Unleashing the power of AI in media and entertainment

Published in

XRPractices

3 min readFeb 10, 2023

The recent explosion of Generative AI advancements enables us to do lot of creative work even by a commoner. In this article we are going to explore the automation possibility of creating an animated content with the open source models and tools available and see how far we can go from here.

For this example, I’m going to stay simple and do an animated clip of my avatar and few inspired characters from Marvel movies. The workflow as follows

Dream Booth Training
Audio Creation
Character Generation
Deep Fake animation

Step 1: Dream Booth Training:

The methodology behind Stable Diffusion is different from that of older artistic style transfer models. It is not possible to work directly on our photos with Stable Diffusion, so it is important to fine-tune the model by using 10–16 portrait pictures of ourselves and associate the training with a keyword. In this example, we will use the Google Colab Dreambooth training script and train the model with our photos. The following training parameters are used during dream booth training

"instance_prompt":      "photo of SDRaju",
"class_prompt":         "photo of a man",
--save_sample_prompt="photo of SDRaju" \

The keyword that I used for my picture in stable diffusion is “SDRaju”. In the prompt whenever stable diffusion sees this keyword it would try to bring my picture into play.

Step 2: Create Audio

We will use a text-to-speech AI model, such as Speechify, to generate audio for our animation. We will provide a prompt, such as a personal introduction, and Speechify will output the audio in mp3 format.

The following text is used for the audio generation

Hi! My name is Raju Kandasamy. I'm a developer at Thoughtworks. This is my animated character. Every pixel of this is generated by artificial intelligence. This may transform the content creation for media and entertainment and may boost the productivity.

To prepare the audio for the next step, we will convert it from mp3 to wav format using a tool such as Audacity.

Step 3: Generate Character using Stable Diffusion Prompt

Using the below prompt, generated the character

a portrait of SDRaju as Thanos, face only, concept art, trending in artstation

Step 4: Using Deep Fake models for animation

Deep Fake AI models are capable of generating lip sync, eye blinks and slight head movements. Using the LIHQ Colab notebook, generated the character animation for the character above. LIHQ uses wav2lip model for lip syncing. For some odd reason LIHQ fails if we give the image in square dimension (i-e 256x256 or 512x512). Had to alter the dimension to portrait (like 512w x 576h)

The lip sync is still not perfect. The frame interpolation needs improvement.

The LIHQ uses First Order Motion Model to first convert the still photograph into a video. Then uses wave2lip to sync audio and lip movements.

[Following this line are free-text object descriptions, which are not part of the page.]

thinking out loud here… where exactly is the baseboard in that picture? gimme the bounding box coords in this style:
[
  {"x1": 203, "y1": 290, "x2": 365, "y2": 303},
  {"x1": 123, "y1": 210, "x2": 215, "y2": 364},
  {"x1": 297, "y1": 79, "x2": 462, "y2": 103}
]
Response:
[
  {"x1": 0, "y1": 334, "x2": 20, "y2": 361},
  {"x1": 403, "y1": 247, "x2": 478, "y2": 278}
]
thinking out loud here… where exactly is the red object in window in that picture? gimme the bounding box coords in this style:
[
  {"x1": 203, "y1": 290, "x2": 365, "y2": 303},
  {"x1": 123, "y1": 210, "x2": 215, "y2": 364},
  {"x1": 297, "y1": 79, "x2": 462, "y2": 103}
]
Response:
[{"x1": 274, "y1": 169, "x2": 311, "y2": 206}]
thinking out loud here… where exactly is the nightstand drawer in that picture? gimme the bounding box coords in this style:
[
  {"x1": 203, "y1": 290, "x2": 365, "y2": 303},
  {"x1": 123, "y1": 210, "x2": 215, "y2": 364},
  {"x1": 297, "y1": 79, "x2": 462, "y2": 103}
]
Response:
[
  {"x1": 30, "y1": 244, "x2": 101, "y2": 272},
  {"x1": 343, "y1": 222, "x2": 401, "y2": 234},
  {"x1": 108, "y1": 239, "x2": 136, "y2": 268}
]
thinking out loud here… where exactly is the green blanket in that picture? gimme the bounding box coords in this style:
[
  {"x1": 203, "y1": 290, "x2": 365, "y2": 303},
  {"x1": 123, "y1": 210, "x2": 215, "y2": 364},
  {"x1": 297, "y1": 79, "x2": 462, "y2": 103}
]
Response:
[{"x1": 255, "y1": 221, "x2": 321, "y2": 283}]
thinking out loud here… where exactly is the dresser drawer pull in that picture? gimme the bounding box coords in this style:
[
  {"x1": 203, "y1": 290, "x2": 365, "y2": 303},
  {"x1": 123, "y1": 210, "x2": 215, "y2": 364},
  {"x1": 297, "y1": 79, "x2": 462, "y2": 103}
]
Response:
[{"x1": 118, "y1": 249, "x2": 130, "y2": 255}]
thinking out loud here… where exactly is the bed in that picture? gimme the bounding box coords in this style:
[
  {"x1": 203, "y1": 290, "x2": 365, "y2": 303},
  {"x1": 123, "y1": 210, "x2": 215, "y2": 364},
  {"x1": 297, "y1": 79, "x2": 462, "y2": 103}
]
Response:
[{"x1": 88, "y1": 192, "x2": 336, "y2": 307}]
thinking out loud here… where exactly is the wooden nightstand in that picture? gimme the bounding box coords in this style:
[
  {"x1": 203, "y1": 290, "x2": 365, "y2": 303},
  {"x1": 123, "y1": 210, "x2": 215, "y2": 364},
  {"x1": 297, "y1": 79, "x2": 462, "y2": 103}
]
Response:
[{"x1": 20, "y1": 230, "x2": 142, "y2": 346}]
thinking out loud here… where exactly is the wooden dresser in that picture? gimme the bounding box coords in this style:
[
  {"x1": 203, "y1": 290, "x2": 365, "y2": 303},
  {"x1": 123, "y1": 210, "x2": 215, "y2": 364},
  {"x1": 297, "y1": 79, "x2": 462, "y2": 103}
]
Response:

As you can see, the lip movement has lot of artifacts, cuts and tearing. Hence, the frames are extracted and an interpolation is applied on the extracted frames to smoothen the animation and reduce artifacts.

Future:

With what we have seen so far, This could personalize our entertainment consumption. For instance, the possibility of customizing a character in a movie as yourself and watch it streaming is a tech feasibility only limited by computing complexity and infrastructure. How great it would be if video2video AI model prompted using text generates a personalized version of a movie? For instance

The Dark Knight - Robert Downey Jr as batman, Marlon brando as joker, Emma Watson as Rachel

Conclusion:

In conclusion, AI has the power to enhance productivity in the field of media and entertainment, but it should not be seen as a replacement for creativity. As AI continues to evolve and influence the creative process, it becomes increasingly important to embrace its role and be prepared for the shift towards prompt engineering. By doing so, we can fully harness the potential of AI and use it to drive innovation and progress in this exciting industry.